Başbakan Erdoğan, yaklaşık 40 yıldır faaliyet gösteren, kendisini eğitim ve yardımlaşma cemaati olarak gösteren bir örgütün, devlet kademelerinde yer tuttuğuna dikkati çekti.
Son 3 yılda kritik zamanlarda harekete geçtiğine işaret eden Erdoğan, şunları belirtti:
"Bu yapı, yoğunlukla polis teşkilatı ve yargı içinde örgütlenmiştir. Faaliyetlerini ve örgütlenmesini çok gizli bir şekilde sürdürmüştü.

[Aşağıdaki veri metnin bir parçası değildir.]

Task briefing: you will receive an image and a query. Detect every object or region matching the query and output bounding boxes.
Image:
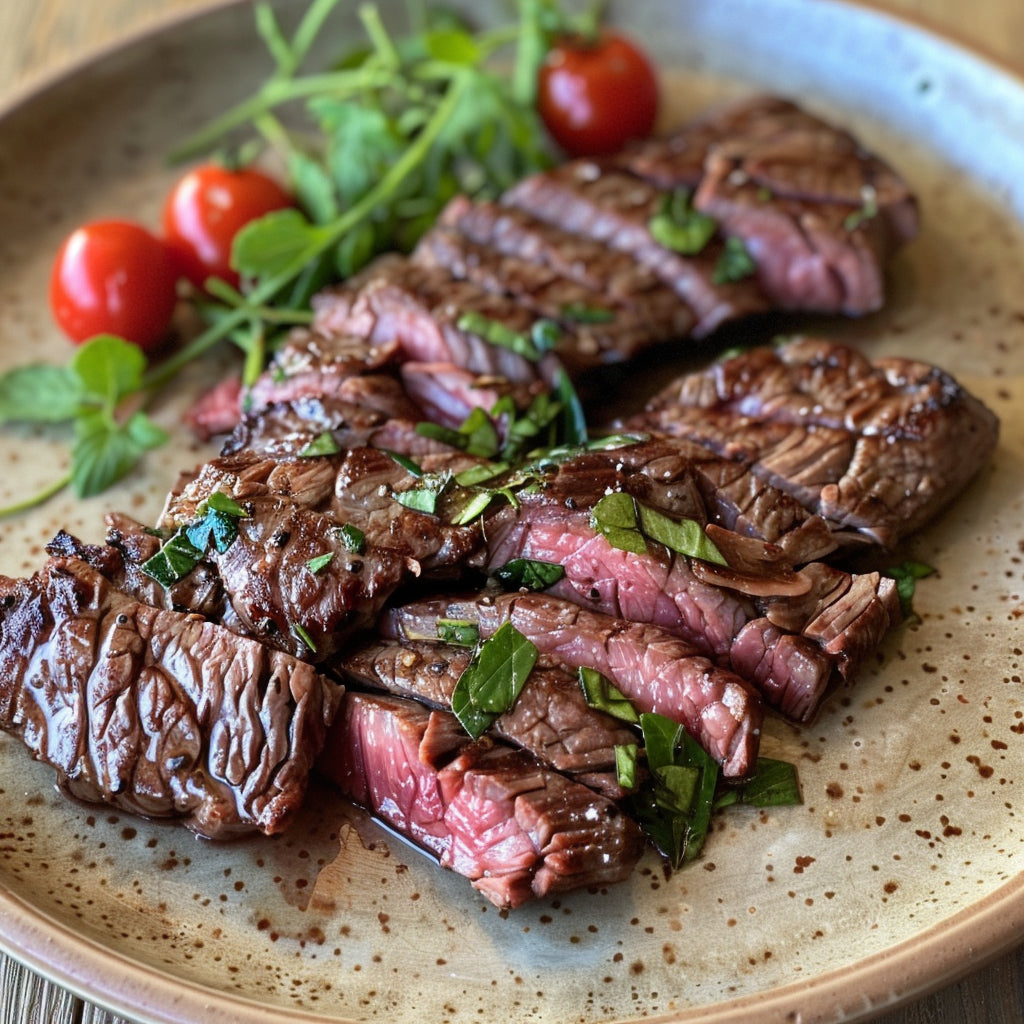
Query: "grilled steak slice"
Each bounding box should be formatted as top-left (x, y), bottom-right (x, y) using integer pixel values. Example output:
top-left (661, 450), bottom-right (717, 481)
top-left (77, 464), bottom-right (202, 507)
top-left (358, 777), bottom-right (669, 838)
top-left (626, 338), bottom-right (998, 548)
top-left (338, 640), bottom-right (636, 798)
top-left (313, 256), bottom-right (551, 385)
top-left (615, 96), bottom-right (919, 314)
top-left (502, 160), bottom-right (768, 338)
top-left (0, 557), bottom-right (341, 839)
top-left (381, 594), bottom-right (763, 778)
top-left (319, 693), bottom-right (643, 908)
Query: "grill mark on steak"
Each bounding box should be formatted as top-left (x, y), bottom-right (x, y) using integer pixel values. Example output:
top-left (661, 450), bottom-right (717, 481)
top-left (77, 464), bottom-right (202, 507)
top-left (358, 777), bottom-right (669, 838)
top-left (381, 594), bottom-right (763, 778)
top-left (319, 693), bottom-right (644, 908)
top-left (0, 557), bottom-right (340, 839)
top-left (337, 639), bottom-right (636, 798)
top-left (613, 96), bottom-right (919, 315)
top-left (624, 338), bottom-right (998, 548)
top-left (502, 160), bottom-right (767, 338)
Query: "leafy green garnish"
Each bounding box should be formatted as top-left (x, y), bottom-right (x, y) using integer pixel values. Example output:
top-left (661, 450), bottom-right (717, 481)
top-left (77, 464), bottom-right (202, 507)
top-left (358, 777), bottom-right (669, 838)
top-left (578, 667), bottom-right (640, 725)
top-left (647, 188), bottom-right (718, 256)
top-left (452, 623), bottom-right (538, 739)
top-left (437, 618), bottom-right (480, 647)
top-left (139, 490), bottom-right (247, 587)
top-left (711, 237), bottom-right (758, 285)
top-left (885, 559), bottom-right (935, 621)
top-left (334, 522), bottom-right (367, 555)
top-left (456, 311), bottom-right (561, 362)
top-left (715, 758), bottom-right (803, 810)
top-left (0, 335), bottom-right (167, 515)
top-left (306, 551), bottom-right (334, 575)
top-left (591, 490), bottom-right (726, 565)
top-left (494, 558), bottom-right (565, 591)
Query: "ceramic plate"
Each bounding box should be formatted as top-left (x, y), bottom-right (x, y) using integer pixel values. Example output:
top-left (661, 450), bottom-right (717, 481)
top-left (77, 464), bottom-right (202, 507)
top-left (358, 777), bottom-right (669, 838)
top-left (0, 0), bottom-right (1024, 1024)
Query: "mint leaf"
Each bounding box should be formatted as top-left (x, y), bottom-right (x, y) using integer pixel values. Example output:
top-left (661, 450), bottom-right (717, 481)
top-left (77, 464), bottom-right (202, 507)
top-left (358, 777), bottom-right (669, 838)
top-left (0, 364), bottom-right (82, 423)
top-left (71, 334), bottom-right (145, 403)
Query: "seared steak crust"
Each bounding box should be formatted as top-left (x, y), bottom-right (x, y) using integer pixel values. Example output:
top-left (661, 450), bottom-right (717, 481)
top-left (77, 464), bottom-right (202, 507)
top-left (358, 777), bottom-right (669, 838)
top-left (625, 338), bottom-right (998, 548)
top-left (0, 557), bottom-right (341, 839)
top-left (321, 693), bottom-right (644, 908)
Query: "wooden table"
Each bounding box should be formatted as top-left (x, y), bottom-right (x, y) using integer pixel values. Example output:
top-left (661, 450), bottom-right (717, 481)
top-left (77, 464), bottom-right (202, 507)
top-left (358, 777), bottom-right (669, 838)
top-left (0, 0), bottom-right (1024, 1024)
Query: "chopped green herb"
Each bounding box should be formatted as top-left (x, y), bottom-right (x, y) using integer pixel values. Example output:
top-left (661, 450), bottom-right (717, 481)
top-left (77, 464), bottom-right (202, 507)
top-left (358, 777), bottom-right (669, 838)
top-left (715, 758), bottom-right (803, 810)
top-left (456, 310), bottom-right (561, 362)
top-left (711, 237), bottom-right (758, 285)
top-left (334, 522), bottom-right (367, 555)
top-left (494, 558), bottom-right (565, 591)
top-left (306, 551), bottom-right (334, 575)
top-left (615, 743), bottom-right (640, 792)
top-left (437, 618), bottom-right (480, 647)
top-left (452, 623), bottom-right (538, 739)
top-left (559, 302), bottom-right (615, 324)
top-left (578, 666), bottom-right (640, 725)
top-left (291, 623), bottom-right (316, 654)
top-left (647, 188), bottom-right (718, 256)
top-left (591, 490), bottom-right (726, 565)
top-left (885, 560), bottom-right (936, 621)
top-left (140, 490), bottom-right (247, 587)
top-left (416, 407), bottom-right (501, 459)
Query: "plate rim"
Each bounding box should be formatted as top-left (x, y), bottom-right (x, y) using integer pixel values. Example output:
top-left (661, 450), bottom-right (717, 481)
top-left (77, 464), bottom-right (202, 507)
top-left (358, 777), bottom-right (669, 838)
top-left (0, 0), bottom-right (1024, 1024)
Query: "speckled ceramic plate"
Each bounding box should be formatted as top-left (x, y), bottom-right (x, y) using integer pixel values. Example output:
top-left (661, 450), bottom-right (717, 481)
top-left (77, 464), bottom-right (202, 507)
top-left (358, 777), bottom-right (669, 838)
top-left (0, 0), bottom-right (1024, 1024)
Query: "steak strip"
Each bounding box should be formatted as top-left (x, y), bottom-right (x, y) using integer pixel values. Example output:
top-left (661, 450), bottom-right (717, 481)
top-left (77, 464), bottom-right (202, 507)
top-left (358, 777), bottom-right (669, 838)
top-left (318, 693), bottom-right (644, 909)
top-left (0, 557), bottom-right (341, 839)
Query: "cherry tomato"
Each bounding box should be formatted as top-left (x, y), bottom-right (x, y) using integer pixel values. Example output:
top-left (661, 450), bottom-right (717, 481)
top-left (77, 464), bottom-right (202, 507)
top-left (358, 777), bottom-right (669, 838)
top-left (50, 220), bottom-right (178, 351)
top-left (537, 30), bottom-right (658, 157)
top-left (163, 164), bottom-right (294, 288)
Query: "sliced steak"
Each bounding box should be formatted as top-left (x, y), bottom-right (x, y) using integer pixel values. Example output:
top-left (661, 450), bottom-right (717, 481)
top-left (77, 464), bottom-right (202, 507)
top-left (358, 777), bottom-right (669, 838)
top-left (613, 96), bottom-right (919, 315)
top-left (0, 557), bottom-right (341, 839)
top-left (338, 640), bottom-right (636, 798)
top-left (502, 160), bottom-right (768, 338)
top-left (313, 256), bottom-right (552, 385)
top-left (625, 338), bottom-right (998, 548)
top-left (319, 694), bottom-right (644, 908)
top-left (382, 594), bottom-right (763, 778)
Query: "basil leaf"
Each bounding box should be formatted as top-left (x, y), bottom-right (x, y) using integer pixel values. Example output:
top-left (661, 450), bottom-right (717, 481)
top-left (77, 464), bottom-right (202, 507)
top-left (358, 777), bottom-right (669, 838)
top-left (578, 666), bottom-right (640, 725)
top-left (559, 302), bottom-right (615, 324)
top-left (0, 364), bottom-right (83, 423)
top-left (590, 490), bottom-right (647, 555)
top-left (72, 410), bottom-right (167, 498)
top-left (885, 560), bottom-right (935, 620)
top-left (711, 237), bottom-right (758, 285)
top-left (452, 623), bottom-right (538, 739)
top-left (590, 490), bottom-right (727, 565)
top-left (139, 526), bottom-right (203, 588)
top-left (647, 188), bottom-right (718, 256)
top-left (615, 743), bottom-right (640, 790)
top-left (637, 502), bottom-right (728, 565)
top-left (715, 758), bottom-right (804, 810)
top-left (437, 618), bottom-right (480, 647)
top-left (494, 558), bottom-right (565, 591)
top-left (306, 551), bottom-right (334, 575)
top-left (456, 310), bottom-right (551, 362)
top-left (335, 522), bottom-right (367, 555)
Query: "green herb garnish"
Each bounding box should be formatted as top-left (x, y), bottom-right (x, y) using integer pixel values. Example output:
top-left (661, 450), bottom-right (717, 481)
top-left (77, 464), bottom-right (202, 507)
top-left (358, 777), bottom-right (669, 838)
top-left (452, 623), bottom-right (538, 739)
top-left (494, 558), bottom-right (565, 591)
top-left (591, 490), bottom-right (727, 565)
top-left (647, 188), bottom-right (718, 256)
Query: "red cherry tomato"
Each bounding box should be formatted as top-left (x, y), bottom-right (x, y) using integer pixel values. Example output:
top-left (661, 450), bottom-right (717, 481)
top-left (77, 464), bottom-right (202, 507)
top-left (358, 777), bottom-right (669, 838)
top-left (537, 30), bottom-right (658, 157)
top-left (50, 220), bottom-right (178, 351)
top-left (163, 164), bottom-right (294, 288)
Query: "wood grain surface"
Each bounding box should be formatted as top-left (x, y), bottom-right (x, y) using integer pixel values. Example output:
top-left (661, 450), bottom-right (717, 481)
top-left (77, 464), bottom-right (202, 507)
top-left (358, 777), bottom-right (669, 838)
top-left (0, 0), bottom-right (1024, 1024)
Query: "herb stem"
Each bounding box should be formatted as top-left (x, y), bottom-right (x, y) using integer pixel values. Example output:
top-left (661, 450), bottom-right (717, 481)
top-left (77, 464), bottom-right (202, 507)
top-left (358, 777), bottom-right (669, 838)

Bugün artık çok net bir şekilde görüyoruz ki, sınavlara müdahale ederek, karalama ve iftiraya başvurarak, devletin en kritik yerlerini ele geçirmeye çalışmışlar, yargıda savcı ve hakim kimliği altında örgüt çıkarları adına çok ciddi hukuksuz işlemler yaptıklarını da net olarak görüyoruz. Örgütün kamudaki çalışanlarını, iş adamlarını, gazetecileri ve sanatçıları özellikle de yargı mensuplarını tehdit ettiği, üzerlerinde egemenlik kurduğu da yine ortaya çıkan gerçekler arasında. Binlerce kişinin telefonlarının, yargı ve emniyet içindeki şebeke tarafından tamamen hukuksuz ve keyfi şekilde dinlenildiği görüldü. Daha da vahimi, bu dinleme ve izlemelerin Türkiye içinde ve dışında, belli merkezlere servis edildiği, oralarda depolandığı ve gerektiğinde şantaj için ortaya çıkarıldığı anlaşıldı. İşte bu örgüt, Türkiye'deki umutsuz muhalefet partilerini de kullanarak, demokrasiye yönelik bir saldırı başlattı. 17 ve 25 Aralık'ta bu saldırıya karşı dik durduk, ülkeyi sağ salim seçime götürdük. Milletimiz de bizim samimiyetimizi görerek, bize güçlü bir destek verdi. Şu anda bu örgüte karşı hukuk içinde yoğun bir mücadelenin hazırlıkları yapılıyor. Örgüt halen muhalefet partileriyle işbirliği yapsa da korkunç yüzünü gizleyemez hale geldi. Örgütün finansal kaynakları tükeniyor, tükenecek. Halk nezdindeki itibarı tamamen tükendi. Söz konusu örgüt yıllar içinde açtığı okullar üzerinden uluslararası bağlantılar da kurdu. Siz değerli büyükelçilere bu örgütün bir eğitim ve yardımlaşma cemaati olmadığını, uluslararası siyasetten uluslararası istihbarata kadar son derece kirli işlerde kullanılan bir taşeron olduğunu özellikle hatırlatmak isterim."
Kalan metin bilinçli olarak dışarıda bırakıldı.